What kinds of nursing specialties are there?
Marty Witrak, Ph.D., R.N., F.A.A.N.
Dean, School of Nursing
The College of St. Scholastica
There are three particular health specialties for which there will be an increasing need in the coming years.
Family Nurse Practitioner: Family nurse practitioners provide diagnoses and treatment for common health issues, and also lend to the management of care around a patient’s lifestyle to prevent symptoms from getting worse. This role is important in rural health care settings where clinics have limited staff and budgets. With the predicted shortage of family practice physicians, especially in rural clinics, the need for these nurses will increase in the coming years.

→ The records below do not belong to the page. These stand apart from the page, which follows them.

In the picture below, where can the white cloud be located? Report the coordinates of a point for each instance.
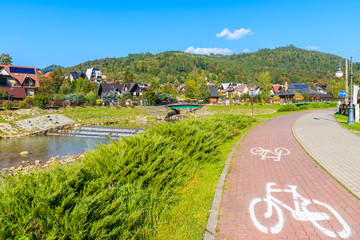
(207, 51)
(311, 47)
(237, 34)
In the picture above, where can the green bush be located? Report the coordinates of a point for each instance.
(303, 107)
(22, 104)
(319, 105)
(120, 191)
(76, 99)
(288, 108)
(91, 98)
(8, 105)
(41, 100)
(29, 101)
(3, 94)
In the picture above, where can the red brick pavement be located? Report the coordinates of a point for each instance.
(249, 175)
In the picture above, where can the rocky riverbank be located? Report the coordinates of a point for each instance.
(28, 166)
(32, 126)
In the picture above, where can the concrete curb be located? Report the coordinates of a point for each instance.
(215, 207)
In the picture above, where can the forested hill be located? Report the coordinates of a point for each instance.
(284, 64)
(50, 68)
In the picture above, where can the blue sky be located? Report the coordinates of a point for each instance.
(40, 33)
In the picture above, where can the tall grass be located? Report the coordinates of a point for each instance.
(120, 191)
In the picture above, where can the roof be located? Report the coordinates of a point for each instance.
(276, 87)
(17, 92)
(213, 92)
(225, 85)
(301, 88)
(120, 87)
(46, 75)
(20, 73)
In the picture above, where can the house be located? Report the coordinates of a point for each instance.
(46, 75)
(320, 88)
(120, 89)
(303, 89)
(275, 88)
(214, 95)
(94, 75)
(18, 81)
(241, 89)
(76, 75)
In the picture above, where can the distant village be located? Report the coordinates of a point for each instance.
(21, 81)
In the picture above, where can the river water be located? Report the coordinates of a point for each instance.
(44, 147)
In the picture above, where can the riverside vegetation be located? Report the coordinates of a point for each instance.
(131, 189)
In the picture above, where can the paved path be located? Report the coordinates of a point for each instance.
(335, 148)
(306, 202)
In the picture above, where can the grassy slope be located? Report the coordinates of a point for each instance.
(343, 121)
(127, 190)
(90, 115)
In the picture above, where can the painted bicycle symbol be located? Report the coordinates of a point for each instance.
(300, 212)
(268, 154)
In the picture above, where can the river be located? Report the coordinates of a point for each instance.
(44, 147)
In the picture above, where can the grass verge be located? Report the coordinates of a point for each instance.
(131, 189)
(343, 121)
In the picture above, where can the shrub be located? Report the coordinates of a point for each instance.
(109, 96)
(7, 105)
(314, 105)
(41, 100)
(29, 101)
(76, 99)
(99, 102)
(303, 107)
(120, 191)
(288, 108)
(3, 94)
(22, 104)
(91, 98)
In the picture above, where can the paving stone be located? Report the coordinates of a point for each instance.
(249, 176)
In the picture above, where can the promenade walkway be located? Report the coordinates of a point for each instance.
(335, 148)
(274, 190)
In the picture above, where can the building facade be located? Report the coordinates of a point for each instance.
(18, 81)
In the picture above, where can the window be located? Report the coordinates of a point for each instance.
(3, 82)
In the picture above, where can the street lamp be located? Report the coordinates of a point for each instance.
(339, 73)
(11, 88)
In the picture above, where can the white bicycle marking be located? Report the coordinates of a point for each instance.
(268, 154)
(300, 212)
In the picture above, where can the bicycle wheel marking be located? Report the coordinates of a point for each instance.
(300, 212)
(268, 154)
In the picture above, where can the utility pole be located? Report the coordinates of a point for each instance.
(346, 81)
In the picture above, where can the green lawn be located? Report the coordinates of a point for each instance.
(343, 121)
(99, 114)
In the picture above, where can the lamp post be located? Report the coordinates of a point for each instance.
(339, 73)
(11, 88)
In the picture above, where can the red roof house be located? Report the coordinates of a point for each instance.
(18, 81)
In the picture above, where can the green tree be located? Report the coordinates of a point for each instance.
(85, 88)
(190, 89)
(3, 94)
(263, 80)
(5, 59)
(129, 76)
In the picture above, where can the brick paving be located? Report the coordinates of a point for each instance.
(326, 210)
(335, 148)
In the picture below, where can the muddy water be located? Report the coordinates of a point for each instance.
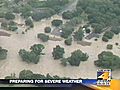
(14, 64)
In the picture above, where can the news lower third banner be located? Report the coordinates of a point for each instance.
(103, 81)
(92, 83)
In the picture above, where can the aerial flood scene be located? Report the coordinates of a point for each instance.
(47, 39)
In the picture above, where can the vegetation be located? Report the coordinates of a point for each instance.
(115, 29)
(34, 55)
(47, 29)
(109, 46)
(78, 35)
(108, 60)
(64, 61)
(105, 39)
(76, 57)
(108, 34)
(58, 52)
(3, 53)
(43, 37)
(67, 15)
(67, 31)
(29, 22)
(68, 41)
(57, 22)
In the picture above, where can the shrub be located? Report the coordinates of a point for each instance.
(109, 34)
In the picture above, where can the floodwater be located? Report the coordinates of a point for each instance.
(14, 64)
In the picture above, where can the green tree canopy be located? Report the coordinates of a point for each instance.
(108, 60)
(76, 57)
(58, 52)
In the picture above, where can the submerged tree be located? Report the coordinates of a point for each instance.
(58, 52)
(108, 60)
(34, 55)
(76, 57)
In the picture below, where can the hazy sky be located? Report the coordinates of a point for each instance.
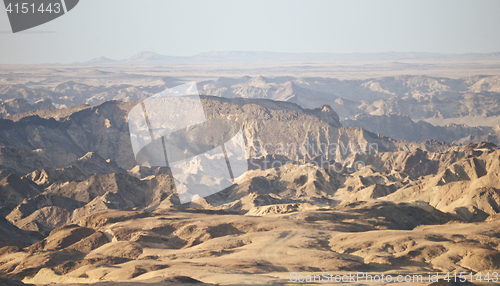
(119, 29)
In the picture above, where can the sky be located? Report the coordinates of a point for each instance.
(118, 29)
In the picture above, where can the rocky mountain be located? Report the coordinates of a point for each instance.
(402, 127)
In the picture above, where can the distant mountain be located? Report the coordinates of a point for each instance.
(99, 60)
(263, 56)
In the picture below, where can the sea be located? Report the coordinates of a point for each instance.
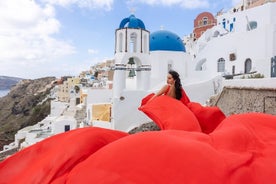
(4, 92)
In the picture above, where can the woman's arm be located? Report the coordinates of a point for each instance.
(160, 92)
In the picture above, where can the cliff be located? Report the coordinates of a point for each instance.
(7, 82)
(22, 107)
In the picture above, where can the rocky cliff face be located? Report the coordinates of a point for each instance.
(7, 82)
(22, 107)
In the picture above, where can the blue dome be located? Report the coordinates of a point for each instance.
(166, 40)
(132, 22)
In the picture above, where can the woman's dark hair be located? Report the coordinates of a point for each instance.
(178, 85)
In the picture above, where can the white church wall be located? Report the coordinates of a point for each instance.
(125, 111)
(98, 96)
(252, 44)
(201, 91)
(59, 125)
(57, 108)
(254, 83)
(162, 61)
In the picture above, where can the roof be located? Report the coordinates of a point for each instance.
(166, 41)
(132, 22)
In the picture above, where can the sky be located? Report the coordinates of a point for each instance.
(40, 38)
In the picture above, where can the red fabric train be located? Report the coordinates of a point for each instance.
(241, 149)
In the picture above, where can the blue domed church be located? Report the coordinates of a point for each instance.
(142, 61)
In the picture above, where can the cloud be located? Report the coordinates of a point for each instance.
(189, 4)
(27, 36)
(92, 51)
(91, 4)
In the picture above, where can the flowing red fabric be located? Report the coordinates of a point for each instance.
(169, 113)
(208, 117)
(53, 158)
(242, 149)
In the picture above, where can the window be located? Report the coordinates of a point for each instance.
(201, 65)
(252, 25)
(273, 67)
(133, 42)
(205, 21)
(221, 65)
(121, 42)
(247, 65)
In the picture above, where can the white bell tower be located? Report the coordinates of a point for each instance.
(131, 55)
(132, 70)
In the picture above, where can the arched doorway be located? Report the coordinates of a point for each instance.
(247, 65)
(221, 65)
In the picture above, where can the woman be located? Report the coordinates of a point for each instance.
(173, 88)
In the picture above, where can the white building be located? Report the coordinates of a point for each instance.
(242, 42)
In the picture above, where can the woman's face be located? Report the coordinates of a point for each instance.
(170, 79)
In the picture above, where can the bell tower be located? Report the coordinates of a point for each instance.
(132, 70)
(131, 55)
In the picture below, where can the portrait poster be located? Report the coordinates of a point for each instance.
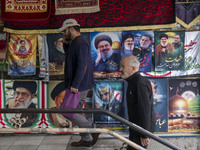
(160, 102)
(169, 50)
(43, 58)
(105, 52)
(3, 45)
(138, 43)
(184, 105)
(22, 54)
(192, 58)
(56, 95)
(55, 47)
(108, 95)
(20, 94)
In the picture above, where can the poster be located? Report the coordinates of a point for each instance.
(138, 43)
(22, 54)
(20, 94)
(105, 52)
(169, 50)
(56, 95)
(160, 103)
(108, 95)
(184, 105)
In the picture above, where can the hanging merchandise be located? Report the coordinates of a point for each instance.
(22, 55)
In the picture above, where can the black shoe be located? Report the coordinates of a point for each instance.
(95, 137)
(82, 143)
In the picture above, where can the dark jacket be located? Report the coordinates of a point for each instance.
(78, 65)
(140, 102)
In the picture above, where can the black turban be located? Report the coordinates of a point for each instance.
(128, 35)
(29, 85)
(57, 89)
(163, 35)
(102, 37)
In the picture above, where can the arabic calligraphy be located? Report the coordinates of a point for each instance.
(189, 46)
(159, 121)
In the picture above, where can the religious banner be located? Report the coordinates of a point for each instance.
(76, 6)
(113, 16)
(29, 94)
(192, 58)
(184, 105)
(138, 43)
(160, 103)
(169, 50)
(1, 22)
(44, 58)
(108, 95)
(106, 53)
(3, 45)
(187, 12)
(26, 10)
(22, 55)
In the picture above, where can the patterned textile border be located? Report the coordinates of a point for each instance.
(187, 14)
(115, 15)
(76, 6)
(25, 11)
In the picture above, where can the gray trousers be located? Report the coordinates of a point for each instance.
(81, 121)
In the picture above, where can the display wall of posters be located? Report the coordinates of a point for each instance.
(22, 54)
(20, 94)
(108, 95)
(169, 50)
(160, 103)
(184, 105)
(106, 53)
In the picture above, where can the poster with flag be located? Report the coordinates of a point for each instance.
(169, 50)
(139, 44)
(108, 95)
(184, 108)
(22, 54)
(187, 12)
(160, 102)
(192, 58)
(29, 94)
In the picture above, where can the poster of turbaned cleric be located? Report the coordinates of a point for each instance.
(160, 103)
(20, 94)
(108, 95)
(138, 43)
(184, 105)
(22, 55)
(56, 94)
(106, 55)
(169, 50)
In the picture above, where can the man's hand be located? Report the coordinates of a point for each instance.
(98, 57)
(73, 90)
(144, 141)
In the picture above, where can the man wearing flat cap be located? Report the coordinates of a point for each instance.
(57, 95)
(107, 60)
(78, 77)
(24, 92)
(164, 49)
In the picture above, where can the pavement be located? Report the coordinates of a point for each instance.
(47, 141)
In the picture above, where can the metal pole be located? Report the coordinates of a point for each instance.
(74, 130)
(122, 120)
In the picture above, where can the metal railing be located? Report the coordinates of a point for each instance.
(120, 119)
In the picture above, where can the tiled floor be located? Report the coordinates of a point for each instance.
(54, 142)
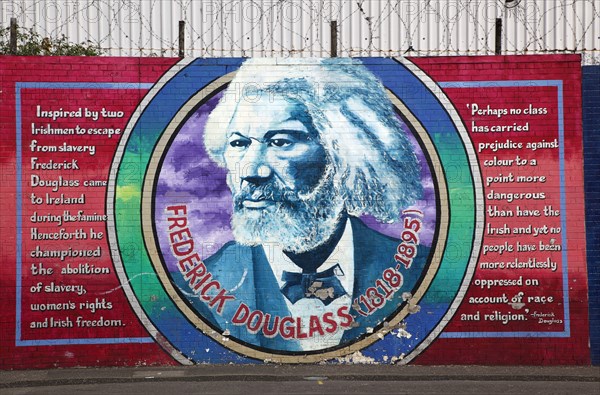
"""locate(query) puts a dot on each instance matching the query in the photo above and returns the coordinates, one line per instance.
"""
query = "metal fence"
(266, 28)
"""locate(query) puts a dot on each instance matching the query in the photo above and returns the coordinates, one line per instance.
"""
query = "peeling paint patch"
(357, 358)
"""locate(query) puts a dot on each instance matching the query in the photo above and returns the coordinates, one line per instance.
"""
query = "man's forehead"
(266, 114)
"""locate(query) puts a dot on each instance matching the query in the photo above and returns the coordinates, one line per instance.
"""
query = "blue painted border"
(563, 204)
(591, 154)
(19, 125)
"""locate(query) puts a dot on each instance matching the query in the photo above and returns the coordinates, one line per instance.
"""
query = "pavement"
(298, 373)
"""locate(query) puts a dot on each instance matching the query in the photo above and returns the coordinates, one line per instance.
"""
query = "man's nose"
(255, 167)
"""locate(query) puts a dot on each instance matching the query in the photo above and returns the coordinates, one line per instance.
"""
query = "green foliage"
(30, 43)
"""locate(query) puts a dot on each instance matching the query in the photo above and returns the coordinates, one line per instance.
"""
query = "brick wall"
(117, 245)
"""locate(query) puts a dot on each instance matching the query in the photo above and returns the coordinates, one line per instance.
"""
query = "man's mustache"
(270, 190)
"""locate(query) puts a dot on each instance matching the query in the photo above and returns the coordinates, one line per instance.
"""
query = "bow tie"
(324, 285)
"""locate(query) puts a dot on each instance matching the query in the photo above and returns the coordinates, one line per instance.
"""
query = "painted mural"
(369, 210)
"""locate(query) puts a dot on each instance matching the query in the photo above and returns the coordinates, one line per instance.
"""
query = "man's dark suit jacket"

Gerontological Nurse: This specialty exists at both the undergraduate and graduate levels. In addition to conventional practice in an office, clinic, or ambulatory care center, gerontological nurses provide care for patients in a variety of settings, such as the home, workplace, long-term care facility, or hospital. With the baby boomer generation reaching retirement and people living even longer, these nursing groups are becoming one of the fastest-growing segments of the population.
Nursing Informatics: Nurses with expertise in informatics manage many of the activities associated with the use of electronic health records (EHRs), such as quality and safety reporting requirements and the measurement of the impact of nursing activities on patient health. As the federal mandate to move to EHRs advances, this nursing specialty will be in high demand.